Ian Hislop’s and Nick Newman’s The Wipers Times is a stage adaptation of their award-winning BBC film. Currently on tour and at Richmond Theatre from Tuesday 26 to Saturday 30 September, this production tells the true and extraordinary story of the satirical newspaper created in the mud and mayhem of the Somme. Here Ian and Nick share their thoughts on the production and its historic inspiration.
Q What first sparked your interest in The Wipers Times, Ian?
A (Hislop) I was presenting a documentary about the First World War and I came across a reference to The Wipers Times and a joke quoted from one issue. I followed it up and I could see it made the most brilliant story which was much too good to be used in a mere documentary.
A (Newman) I’d never heard of The Wipers Times, but what was so extraordinary about it was the fact that it was original source material, written on the frontline by troops on active service. What stood out was that it was genuinely funny and the jokes had survived the test of time. We wanted to revisit the material in some way so we wrote a three page document about how we’d recreate the theatre of war. We put the idea of making a film about The Wipers Times to the BBC and we then heard nothing – for ten years!

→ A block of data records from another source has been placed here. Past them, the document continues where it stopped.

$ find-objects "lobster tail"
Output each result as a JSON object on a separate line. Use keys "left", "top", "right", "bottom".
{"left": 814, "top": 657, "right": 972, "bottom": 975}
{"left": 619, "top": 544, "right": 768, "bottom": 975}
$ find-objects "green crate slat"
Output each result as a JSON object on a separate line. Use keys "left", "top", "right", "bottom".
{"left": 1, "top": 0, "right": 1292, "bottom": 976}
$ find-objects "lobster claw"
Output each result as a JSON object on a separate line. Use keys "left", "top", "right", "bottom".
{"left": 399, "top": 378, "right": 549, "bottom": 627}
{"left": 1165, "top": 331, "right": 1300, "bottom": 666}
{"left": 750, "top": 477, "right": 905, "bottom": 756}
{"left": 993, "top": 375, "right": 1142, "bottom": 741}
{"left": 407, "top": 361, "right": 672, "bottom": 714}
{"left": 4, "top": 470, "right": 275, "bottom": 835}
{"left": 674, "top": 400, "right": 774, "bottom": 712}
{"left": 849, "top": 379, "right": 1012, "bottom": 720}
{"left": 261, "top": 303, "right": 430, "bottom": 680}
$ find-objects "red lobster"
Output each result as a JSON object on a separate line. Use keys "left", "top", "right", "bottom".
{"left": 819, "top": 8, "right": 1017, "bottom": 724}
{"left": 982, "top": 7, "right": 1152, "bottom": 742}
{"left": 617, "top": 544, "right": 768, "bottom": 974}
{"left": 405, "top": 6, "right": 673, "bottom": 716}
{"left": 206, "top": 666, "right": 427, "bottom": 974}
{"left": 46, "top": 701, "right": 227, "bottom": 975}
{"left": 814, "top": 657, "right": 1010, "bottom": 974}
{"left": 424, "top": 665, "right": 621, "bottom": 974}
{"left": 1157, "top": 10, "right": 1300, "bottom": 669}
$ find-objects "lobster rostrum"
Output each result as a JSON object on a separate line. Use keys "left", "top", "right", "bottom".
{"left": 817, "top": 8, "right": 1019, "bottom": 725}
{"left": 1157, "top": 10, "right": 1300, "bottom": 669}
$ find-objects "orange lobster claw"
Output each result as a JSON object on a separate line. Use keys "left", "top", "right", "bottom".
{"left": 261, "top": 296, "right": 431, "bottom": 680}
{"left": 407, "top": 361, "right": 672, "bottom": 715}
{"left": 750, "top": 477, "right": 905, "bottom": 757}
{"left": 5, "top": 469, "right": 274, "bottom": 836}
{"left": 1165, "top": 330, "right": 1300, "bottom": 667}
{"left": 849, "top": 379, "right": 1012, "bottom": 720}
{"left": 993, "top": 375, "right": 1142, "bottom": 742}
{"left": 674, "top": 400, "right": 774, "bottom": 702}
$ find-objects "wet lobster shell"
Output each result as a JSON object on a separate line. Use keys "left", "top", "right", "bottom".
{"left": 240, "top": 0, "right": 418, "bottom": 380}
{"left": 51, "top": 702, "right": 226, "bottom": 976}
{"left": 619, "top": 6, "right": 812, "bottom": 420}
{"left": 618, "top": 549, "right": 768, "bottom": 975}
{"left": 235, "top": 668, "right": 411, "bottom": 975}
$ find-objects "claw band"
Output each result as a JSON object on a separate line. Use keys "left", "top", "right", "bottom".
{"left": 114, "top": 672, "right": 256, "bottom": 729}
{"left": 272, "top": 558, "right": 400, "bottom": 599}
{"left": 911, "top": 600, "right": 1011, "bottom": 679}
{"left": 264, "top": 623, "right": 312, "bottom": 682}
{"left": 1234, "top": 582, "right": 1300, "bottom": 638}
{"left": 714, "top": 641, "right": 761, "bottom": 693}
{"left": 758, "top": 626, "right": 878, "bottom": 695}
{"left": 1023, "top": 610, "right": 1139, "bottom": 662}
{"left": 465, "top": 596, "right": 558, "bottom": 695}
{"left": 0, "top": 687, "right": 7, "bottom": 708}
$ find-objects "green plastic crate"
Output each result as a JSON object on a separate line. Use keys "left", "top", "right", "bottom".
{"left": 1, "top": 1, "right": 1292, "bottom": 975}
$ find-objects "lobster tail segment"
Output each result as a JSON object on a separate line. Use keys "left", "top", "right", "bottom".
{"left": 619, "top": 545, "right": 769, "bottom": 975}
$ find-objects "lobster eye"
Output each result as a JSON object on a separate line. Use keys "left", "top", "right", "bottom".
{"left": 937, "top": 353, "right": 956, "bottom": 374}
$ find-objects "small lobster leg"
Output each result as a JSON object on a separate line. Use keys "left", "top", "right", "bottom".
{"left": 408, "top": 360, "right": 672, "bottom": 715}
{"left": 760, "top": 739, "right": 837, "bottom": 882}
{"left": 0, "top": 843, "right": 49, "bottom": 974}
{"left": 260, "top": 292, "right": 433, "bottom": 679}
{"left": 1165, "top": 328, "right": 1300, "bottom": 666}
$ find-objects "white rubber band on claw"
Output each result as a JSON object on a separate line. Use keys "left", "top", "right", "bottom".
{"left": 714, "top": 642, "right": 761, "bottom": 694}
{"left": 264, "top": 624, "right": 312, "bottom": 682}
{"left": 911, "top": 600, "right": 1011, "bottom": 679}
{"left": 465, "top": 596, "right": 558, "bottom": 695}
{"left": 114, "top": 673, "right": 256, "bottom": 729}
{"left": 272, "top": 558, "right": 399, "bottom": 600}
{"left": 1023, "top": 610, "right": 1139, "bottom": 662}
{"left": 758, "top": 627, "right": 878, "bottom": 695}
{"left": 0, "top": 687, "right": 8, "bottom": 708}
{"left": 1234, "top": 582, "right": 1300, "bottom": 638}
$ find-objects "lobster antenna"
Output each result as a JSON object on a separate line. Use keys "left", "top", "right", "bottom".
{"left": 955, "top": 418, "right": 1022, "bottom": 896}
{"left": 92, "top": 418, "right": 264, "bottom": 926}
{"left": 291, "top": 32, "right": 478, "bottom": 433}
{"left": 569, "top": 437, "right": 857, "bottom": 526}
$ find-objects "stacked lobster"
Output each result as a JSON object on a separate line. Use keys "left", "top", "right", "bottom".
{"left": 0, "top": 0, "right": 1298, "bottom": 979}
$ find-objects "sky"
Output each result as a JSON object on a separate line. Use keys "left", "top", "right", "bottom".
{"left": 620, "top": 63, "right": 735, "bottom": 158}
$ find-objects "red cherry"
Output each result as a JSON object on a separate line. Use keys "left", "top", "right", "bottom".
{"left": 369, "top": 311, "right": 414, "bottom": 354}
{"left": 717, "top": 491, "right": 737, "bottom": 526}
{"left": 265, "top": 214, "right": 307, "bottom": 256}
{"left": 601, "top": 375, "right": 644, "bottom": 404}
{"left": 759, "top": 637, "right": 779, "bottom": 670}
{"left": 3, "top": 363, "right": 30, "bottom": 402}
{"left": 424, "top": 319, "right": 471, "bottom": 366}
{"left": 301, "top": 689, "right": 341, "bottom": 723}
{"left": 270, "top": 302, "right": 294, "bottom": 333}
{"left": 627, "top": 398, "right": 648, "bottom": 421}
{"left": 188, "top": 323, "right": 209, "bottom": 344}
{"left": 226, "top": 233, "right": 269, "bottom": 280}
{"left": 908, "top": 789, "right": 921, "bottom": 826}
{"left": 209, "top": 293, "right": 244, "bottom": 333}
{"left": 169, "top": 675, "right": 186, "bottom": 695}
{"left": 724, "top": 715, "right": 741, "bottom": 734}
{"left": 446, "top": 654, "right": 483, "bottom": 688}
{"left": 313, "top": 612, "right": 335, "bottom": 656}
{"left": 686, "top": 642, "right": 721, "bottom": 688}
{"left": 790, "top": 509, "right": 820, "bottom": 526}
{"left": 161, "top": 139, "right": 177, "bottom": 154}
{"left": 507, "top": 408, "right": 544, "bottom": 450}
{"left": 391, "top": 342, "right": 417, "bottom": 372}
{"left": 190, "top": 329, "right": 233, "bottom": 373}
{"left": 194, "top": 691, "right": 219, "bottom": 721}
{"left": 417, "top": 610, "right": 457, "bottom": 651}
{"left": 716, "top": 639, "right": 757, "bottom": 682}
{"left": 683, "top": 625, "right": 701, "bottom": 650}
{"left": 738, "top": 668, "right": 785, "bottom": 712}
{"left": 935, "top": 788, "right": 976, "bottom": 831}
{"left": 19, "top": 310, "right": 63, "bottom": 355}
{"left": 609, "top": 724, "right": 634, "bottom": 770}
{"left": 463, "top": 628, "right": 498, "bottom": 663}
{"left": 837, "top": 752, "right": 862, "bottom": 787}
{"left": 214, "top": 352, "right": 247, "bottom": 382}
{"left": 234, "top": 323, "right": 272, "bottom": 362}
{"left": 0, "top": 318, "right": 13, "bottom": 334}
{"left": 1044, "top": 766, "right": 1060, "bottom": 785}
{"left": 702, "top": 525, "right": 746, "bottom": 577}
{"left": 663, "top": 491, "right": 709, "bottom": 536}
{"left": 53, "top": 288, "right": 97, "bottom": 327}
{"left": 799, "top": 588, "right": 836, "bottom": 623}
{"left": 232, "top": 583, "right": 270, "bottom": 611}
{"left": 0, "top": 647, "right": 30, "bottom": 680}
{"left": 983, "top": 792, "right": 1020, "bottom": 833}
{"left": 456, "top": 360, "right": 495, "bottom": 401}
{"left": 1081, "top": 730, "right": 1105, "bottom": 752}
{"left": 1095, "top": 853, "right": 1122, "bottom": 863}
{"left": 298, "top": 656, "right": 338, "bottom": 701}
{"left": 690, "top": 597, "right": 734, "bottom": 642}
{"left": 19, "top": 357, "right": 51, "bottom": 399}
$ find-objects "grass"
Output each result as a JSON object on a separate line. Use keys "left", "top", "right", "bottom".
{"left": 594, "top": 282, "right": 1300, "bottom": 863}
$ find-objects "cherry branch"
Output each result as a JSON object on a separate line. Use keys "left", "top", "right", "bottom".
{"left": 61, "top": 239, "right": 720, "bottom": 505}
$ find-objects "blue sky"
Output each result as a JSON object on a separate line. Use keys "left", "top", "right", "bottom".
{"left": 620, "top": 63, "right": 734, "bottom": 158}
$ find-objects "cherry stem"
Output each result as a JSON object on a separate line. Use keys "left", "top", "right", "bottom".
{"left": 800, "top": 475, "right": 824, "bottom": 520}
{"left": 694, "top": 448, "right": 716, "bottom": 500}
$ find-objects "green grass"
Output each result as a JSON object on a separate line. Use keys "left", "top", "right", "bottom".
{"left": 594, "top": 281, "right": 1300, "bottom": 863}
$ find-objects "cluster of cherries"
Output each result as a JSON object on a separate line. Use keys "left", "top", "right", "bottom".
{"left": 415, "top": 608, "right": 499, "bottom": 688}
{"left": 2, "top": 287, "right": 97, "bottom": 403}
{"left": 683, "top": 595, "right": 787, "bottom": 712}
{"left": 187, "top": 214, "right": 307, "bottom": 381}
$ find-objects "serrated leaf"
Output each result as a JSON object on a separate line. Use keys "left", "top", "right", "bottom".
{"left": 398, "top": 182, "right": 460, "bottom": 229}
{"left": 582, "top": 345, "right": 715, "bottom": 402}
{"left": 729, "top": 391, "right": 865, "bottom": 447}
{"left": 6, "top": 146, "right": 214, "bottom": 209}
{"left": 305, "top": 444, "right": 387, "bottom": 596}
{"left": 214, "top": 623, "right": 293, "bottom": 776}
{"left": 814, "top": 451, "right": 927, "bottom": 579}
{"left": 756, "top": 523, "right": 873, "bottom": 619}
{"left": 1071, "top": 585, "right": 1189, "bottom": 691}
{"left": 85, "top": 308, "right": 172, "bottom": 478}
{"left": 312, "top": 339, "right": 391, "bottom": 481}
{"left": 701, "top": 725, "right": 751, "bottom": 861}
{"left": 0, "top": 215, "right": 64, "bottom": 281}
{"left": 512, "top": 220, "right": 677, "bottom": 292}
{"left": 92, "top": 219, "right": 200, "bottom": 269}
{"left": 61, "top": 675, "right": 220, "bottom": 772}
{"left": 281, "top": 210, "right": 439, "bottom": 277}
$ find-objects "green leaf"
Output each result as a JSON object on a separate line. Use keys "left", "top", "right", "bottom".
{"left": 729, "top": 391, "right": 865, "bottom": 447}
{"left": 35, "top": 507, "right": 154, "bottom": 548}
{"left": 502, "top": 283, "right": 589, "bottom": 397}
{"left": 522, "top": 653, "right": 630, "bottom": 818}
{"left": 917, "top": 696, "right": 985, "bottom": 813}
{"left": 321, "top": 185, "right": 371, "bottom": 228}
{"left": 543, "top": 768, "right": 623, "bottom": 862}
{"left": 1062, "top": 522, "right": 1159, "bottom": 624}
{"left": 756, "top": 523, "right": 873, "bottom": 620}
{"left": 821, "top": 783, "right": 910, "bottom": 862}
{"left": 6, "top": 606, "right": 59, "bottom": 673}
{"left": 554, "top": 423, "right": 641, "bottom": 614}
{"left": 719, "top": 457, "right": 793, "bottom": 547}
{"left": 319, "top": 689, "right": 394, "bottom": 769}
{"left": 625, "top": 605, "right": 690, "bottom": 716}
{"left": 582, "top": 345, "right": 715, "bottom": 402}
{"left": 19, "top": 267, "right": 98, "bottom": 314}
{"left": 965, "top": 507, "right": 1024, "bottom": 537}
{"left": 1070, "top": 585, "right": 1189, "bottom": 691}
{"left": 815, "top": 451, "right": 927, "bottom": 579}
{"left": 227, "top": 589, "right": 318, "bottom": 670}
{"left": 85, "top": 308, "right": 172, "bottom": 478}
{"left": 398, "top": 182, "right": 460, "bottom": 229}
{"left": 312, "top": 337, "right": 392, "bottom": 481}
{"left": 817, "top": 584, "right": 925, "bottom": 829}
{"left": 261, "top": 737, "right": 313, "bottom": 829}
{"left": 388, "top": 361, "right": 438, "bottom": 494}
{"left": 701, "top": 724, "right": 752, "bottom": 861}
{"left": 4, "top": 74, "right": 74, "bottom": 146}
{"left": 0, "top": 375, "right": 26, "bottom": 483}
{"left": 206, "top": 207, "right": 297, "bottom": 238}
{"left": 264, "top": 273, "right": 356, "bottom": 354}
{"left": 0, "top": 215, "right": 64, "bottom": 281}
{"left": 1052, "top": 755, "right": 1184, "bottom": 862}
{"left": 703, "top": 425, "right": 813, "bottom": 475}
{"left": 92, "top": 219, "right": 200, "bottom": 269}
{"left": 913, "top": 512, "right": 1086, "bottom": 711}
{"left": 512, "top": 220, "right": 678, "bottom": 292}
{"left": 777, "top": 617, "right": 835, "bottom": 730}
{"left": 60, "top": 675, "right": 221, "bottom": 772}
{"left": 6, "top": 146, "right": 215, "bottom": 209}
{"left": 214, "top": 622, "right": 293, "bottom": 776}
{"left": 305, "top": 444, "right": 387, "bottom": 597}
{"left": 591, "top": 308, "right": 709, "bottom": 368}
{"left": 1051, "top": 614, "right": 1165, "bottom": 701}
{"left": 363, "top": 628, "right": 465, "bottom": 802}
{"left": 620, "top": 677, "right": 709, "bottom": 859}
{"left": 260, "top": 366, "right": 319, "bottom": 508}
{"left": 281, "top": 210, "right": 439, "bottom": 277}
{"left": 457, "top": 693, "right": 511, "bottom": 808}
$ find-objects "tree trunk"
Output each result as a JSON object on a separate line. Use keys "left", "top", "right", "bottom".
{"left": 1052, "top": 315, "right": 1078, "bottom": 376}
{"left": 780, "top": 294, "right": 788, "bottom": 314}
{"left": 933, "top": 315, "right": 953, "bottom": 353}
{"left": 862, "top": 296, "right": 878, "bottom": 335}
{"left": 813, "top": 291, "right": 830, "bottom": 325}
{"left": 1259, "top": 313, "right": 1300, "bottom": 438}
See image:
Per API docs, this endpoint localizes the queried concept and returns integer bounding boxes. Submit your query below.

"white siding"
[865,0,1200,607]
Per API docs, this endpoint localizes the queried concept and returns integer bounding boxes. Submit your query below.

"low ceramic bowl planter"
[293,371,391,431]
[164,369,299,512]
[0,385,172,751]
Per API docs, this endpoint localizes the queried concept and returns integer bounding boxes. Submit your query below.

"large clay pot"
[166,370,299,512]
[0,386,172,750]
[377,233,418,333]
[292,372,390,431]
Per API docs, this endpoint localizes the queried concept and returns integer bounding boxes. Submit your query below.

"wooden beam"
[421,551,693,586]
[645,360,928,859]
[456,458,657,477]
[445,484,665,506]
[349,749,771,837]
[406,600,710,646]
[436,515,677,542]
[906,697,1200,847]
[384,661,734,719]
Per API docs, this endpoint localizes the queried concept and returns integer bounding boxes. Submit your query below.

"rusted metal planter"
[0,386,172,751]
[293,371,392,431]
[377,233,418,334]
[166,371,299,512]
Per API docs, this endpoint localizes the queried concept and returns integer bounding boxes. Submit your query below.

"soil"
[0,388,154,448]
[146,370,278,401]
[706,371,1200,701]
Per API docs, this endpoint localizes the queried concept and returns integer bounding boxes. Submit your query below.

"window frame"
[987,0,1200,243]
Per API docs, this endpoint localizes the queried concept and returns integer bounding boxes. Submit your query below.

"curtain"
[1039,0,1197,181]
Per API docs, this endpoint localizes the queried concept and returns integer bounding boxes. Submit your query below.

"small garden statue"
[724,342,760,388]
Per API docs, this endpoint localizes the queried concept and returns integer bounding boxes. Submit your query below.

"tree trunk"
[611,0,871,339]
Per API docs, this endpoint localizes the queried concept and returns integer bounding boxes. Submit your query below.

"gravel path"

Q Why did you have such trouble trying to sell the idea?
A (Hislop) Even our wonderful producer David Parfitt thought nobody was interested in the First World War.
A (Newman) David was quite honest about it. In the current climate – this was in 2003 or so – nobody was interested in the subject. Then, during the following years, along came Birdsong by Sebastian Faulks, War Horse at the National and then the West End and the Spielberg film. Even David produced Parade’s End which was set at the time of the First World War. Paradoxically this revival of interest in the period worked against us. Who’d want to put on a play or make a film set in World War One when Birdsong and War Horse had been so successful? Then, completely out of the blue, we got a commission to make a drama documentary about The Wipers Times for the BBC as one of the programmes marking the centenary of the war.
Q Do you think you had such trouble because you were concentrating on a very different aspect of the First World War?
A (Newman) That’s exactly right. The whole experience of World War One has been coloured by the poets publishing in the 1920s and the memoirs and dramas written in the 1930s. Audiences had seen things explode before and they were looking for a different experience. What The Wipers Times was doing at the time was putting a smile back on people’s faces.
A (Hislop) Sometimes you get the impression that nobody ever laughed during the period between 1914 and 1918. The soldiers fell on The Wipers Times like thirsty men finding water in the desert.